Recent

Author Topic: Search in files  (Read 2302 times)

d7_2_laz

  • Hero Member
  • *****
  • Posts: 510
Search in files
« on: June 07, 2023, 04:19:29 pm »
First, a twofold sorry: i'm not sure if it really belongs herein, and: for text search usually i used a separate tool:

What's the correct answer for the question how to exclude binaries from searches?

What i mean is: interested in speed.
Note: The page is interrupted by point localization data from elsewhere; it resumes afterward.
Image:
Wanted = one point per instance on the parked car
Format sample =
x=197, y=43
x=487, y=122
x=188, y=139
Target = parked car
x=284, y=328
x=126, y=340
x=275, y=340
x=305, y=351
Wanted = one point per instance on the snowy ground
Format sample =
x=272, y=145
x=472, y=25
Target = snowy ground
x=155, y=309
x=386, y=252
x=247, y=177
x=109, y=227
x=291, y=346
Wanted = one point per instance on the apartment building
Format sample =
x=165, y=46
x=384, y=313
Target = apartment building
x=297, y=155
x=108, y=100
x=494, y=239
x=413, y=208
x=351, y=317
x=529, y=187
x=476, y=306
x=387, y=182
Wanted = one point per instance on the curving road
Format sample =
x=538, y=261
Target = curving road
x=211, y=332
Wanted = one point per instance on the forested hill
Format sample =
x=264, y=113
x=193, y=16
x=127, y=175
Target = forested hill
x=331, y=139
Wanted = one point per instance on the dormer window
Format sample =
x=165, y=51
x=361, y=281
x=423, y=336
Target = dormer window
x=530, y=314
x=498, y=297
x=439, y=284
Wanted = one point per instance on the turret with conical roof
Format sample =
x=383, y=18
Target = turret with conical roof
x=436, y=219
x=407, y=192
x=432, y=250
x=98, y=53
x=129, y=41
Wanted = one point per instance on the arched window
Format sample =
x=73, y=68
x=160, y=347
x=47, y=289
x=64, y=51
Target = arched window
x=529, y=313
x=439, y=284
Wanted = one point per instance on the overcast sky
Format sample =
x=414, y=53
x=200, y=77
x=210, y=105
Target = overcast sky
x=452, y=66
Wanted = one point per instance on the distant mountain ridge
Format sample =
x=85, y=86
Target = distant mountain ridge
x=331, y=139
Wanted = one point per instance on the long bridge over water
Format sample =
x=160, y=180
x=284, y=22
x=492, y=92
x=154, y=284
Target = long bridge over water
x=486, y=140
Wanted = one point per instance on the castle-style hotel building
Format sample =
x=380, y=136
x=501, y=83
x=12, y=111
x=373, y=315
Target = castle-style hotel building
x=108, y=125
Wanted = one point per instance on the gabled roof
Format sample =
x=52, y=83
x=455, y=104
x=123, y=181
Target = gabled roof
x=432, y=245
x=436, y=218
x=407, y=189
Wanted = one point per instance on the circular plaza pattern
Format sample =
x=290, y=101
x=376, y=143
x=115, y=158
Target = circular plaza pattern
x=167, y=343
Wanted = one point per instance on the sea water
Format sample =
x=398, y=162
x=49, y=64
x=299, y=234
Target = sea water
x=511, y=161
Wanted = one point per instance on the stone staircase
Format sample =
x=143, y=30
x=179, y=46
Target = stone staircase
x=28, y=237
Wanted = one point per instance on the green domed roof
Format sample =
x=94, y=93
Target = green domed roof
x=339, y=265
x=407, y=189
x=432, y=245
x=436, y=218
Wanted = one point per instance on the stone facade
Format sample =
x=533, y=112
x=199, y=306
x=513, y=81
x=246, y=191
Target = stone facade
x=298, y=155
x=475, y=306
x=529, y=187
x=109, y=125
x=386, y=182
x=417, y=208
And assuming others are not quite interested to in to search within exe's, dll's, obj's, bmp etc.  … eg:  exe,dll,dcu,zip,rar,ttf,chm,pdf,xls,png,ico,jpg,gif,bmp,svg,tga,pcx,mp3,wav,db3,dbf,mdb,o,a,obj,ppu,res,ppm,bin,mdx,dat,mo,mod,blue,green,red,tlb,cur,dcr,lrs,xpm,msg,odg,odt,ods,RUS,uni,odp,mbf,fbk,icns,ans,fpcmake,raw,dia,bgf,s3m,grit,it,pew
It's a matter of speed (search, with some tool,  within a whole Lazarus or Delphi (or others) root dir including vs. excluding such file exensions and you know what i mean).

Imo the edit used for to specify a positive list resp a specific file search pattern (eg. project*.pas) should not be overwhelmed for this very principle task.

What's recommended how to do that best?

My vote would be for a negative list; set it one time, benefit from the speed gain and forget.

Lazarus 3.2  FPC 3.2.2 Win10 64bit

Martin_fr

  • Administrator
  • Hero Member
  • *
  • Posts: 9793
  • Debugger - SynEdit - and more
    • wiki
Re: Search in files
« Reply #1 on: June 07, 2023, 04:47:40 pm »
First, a twofold sorry: i'm not sure if it really belongs herein, and: for text search usually i used a separate tool:
Thread was split off from https://forum.lazarus.freepascal.org/index.php/topic,63599.0.html



Please have a closer look at the "Find in files" dialog.

If you select "find in directories" you can specify a list of file extensions. So you only search *.pas or *.pp *.inc files. Or *.txt Or ....

Then when you did the search, all the result are listed in a new Window. The above thread then is about how to filter the results in that window.
« Last Edit: June 07, 2023, 04:50:56 pm by Martin_fr »

d7_2_laz

  • Hero Member
  • *****
  • Posts: 510
Re: Search in files
« Reply #2 on: June 07, 2023, 05:42:21 pm »
Martin, thanks for the correction of the belongig thread, understood.

About the positive list of file extensions: that's not the point.
Searching within maybe different programming environtments, maybe CPP, Basic, html-css et. al. too, it could be nice
not each time to care about the file extensions (use case: search all within specified folder) but to exclude binaries though.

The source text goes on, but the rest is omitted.